Novel highlights hilarious shopping antics

"Confessions of a Shopaholic" is the perfect getaway. The first two pages of Sophie Kinsella's high-energy novel are the hook as the reader is immediately drawn into the developing plot.

The book's main theme is just what the cover suggests - "going broke was never this much fun ..." Kinsella's lead character, Becky Bloomwood, finds herself in a financial debacle with stacks of bills from Visa, her bank and other places Becky likes to shop. She gives her best efforts to duck out of the bills, yet keeps shopping as though she is not in debt.

At one point, Becky picks up the mail, sees a bill from her bank and slides it into a hole in the ground that workers are about to fill with cement. Any tactics that will allow Becky to claim she never saw the bill are considered. She can be quite creative, and her actions are simply so absurd that she makes you laugh until you cry.

The problem with Becky is that she's a shopaholic. She can't make herself stop buying the most frivolous things, no matter how hard she tries. Despite the haunting bills, letters and phone calls, Becky spends enormous amounts of money on a daily basis for things she believes are necessities. However, in any other person's mind, her buying habits are highly unhealthy and unnecessary. But she continues and finds great joy in doing so.

Becky works as a financial journalist in downtown London and lives in a beautiful apartment with her best friend, Suzy, in London's trendiest neighborhood alongside her group of socialite friends, complete with a closet full of the season's chicest fashions.

Realizing she is in trouble, Becky first attempts to cut back her addiction by purchasing a book called "Controlling Your Cash," by David E. Barton. Her efforts to see her pitfalls and what she spends money on are quite hilarious. Every page was full of laughter detailing how Becky manages to dig herself deeper into debt.

Becky then attempts to make more money by getting another job and by making crafts out of her own home. But both of these only provide more trouble for Becky. She certainly has a knack for getting in tight spots. When something goes wrong for Becky, she turns to shopping to feel better. This does not help her financial situation, but she feels it eases her emotions. And that's the important thing for her.

Finally, after her spit of bad luck, Becky actually finds a story that offers her some interest. Her neighbors are in trouble, and she wants to help them. Although she is not confident in her skills as a reporter, she gives it her best shot. Little does she know the events to follow will change her life forever - both socially and financially.

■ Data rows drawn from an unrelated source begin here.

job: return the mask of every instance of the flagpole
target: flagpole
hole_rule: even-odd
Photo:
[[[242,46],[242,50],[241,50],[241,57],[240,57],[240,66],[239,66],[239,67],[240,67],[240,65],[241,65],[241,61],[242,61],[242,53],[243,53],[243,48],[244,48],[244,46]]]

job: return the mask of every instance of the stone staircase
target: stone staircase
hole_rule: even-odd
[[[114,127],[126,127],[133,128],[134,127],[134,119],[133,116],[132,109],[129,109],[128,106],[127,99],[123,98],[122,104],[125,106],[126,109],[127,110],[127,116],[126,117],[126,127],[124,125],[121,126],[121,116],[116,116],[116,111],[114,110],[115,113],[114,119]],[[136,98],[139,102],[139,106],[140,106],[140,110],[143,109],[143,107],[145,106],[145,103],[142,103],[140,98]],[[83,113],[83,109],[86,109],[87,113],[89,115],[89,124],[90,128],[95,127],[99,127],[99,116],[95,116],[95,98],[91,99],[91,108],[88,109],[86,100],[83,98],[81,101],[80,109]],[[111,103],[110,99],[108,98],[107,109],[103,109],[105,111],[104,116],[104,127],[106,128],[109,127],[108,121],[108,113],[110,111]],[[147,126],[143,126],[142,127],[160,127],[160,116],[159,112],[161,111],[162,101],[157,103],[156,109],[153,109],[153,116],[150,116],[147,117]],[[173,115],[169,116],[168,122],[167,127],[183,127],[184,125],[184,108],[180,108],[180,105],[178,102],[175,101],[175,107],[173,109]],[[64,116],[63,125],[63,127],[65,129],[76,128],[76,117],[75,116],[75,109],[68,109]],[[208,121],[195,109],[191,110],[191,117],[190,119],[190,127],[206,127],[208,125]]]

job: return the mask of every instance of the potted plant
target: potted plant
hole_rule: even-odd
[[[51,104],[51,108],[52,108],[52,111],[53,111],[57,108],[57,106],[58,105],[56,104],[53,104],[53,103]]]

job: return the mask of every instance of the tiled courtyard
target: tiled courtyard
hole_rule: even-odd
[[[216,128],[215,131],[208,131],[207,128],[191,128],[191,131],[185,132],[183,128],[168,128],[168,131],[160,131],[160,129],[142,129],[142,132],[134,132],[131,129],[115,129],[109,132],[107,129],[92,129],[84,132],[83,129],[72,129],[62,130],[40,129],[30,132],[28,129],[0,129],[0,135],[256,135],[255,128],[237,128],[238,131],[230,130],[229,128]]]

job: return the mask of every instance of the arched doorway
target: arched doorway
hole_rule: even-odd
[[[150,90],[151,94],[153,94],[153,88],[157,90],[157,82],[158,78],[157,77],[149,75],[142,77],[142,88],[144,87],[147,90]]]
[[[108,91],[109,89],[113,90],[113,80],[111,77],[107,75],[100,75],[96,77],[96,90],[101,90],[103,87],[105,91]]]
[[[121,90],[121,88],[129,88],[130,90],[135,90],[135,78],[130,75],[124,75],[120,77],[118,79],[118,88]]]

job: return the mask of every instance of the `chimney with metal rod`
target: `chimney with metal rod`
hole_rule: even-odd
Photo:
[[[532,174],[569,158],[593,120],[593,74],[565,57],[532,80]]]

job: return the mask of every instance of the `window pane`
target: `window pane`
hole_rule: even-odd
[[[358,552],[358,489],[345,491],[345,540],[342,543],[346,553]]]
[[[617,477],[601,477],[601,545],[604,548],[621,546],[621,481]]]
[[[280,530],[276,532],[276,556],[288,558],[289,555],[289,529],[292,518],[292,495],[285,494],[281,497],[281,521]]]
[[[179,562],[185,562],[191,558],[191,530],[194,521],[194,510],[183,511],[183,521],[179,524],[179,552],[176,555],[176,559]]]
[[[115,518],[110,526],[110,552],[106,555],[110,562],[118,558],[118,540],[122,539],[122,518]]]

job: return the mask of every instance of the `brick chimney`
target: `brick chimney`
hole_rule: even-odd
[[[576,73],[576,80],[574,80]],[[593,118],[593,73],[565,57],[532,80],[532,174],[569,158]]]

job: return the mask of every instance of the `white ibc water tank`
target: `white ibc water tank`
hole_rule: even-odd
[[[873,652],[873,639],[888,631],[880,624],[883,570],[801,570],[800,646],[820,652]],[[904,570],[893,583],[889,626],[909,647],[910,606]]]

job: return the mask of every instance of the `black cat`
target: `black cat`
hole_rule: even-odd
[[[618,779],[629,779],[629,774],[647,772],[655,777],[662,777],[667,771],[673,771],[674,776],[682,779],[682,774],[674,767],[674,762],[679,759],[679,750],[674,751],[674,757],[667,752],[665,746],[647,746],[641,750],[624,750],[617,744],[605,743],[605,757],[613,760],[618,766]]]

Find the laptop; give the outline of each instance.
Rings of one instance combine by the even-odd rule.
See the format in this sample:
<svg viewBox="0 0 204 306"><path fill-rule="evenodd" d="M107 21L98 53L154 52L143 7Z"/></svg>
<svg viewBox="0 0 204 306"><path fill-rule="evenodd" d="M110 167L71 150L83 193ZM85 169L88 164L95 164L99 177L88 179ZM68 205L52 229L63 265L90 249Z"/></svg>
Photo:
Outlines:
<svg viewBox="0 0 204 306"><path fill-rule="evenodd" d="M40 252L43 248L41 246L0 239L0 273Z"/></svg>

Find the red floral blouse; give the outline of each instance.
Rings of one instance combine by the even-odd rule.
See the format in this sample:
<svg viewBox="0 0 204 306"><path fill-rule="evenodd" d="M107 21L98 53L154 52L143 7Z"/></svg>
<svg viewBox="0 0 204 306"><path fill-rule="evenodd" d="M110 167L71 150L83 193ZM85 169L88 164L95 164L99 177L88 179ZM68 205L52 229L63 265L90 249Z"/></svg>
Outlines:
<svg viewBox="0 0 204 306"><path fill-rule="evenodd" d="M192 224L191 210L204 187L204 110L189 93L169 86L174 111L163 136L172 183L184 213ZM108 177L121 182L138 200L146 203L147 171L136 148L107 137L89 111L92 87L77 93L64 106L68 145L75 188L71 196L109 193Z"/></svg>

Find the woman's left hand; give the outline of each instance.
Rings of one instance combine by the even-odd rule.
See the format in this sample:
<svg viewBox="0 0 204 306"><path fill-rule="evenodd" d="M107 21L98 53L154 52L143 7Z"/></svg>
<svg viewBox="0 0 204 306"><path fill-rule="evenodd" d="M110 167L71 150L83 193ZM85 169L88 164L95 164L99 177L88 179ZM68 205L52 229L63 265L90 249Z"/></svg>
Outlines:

Kinsella is a former financial journalist and the author of the four bestselling "Shopaholic" novels, in addition to her stand-alone New York Times bestseller, "Can you keep a Secret?" She lives in England, where she is at work on her next novel. Kinsella attended university at Oxford, where she studied politics, philosophy and economics before getting her first job as a junior assistant on a magazine for retirees.

Kinsella's books are sold in more than 31 countries and are translated into more than 30 languages. She is married, has two sons, and her husband heads the classics department at a boy's grammar school in England. Kinsella, as mentioned on her Web site, loves to shop but likes to think that she keeps herself in better check than her character, Becky Bloomwood.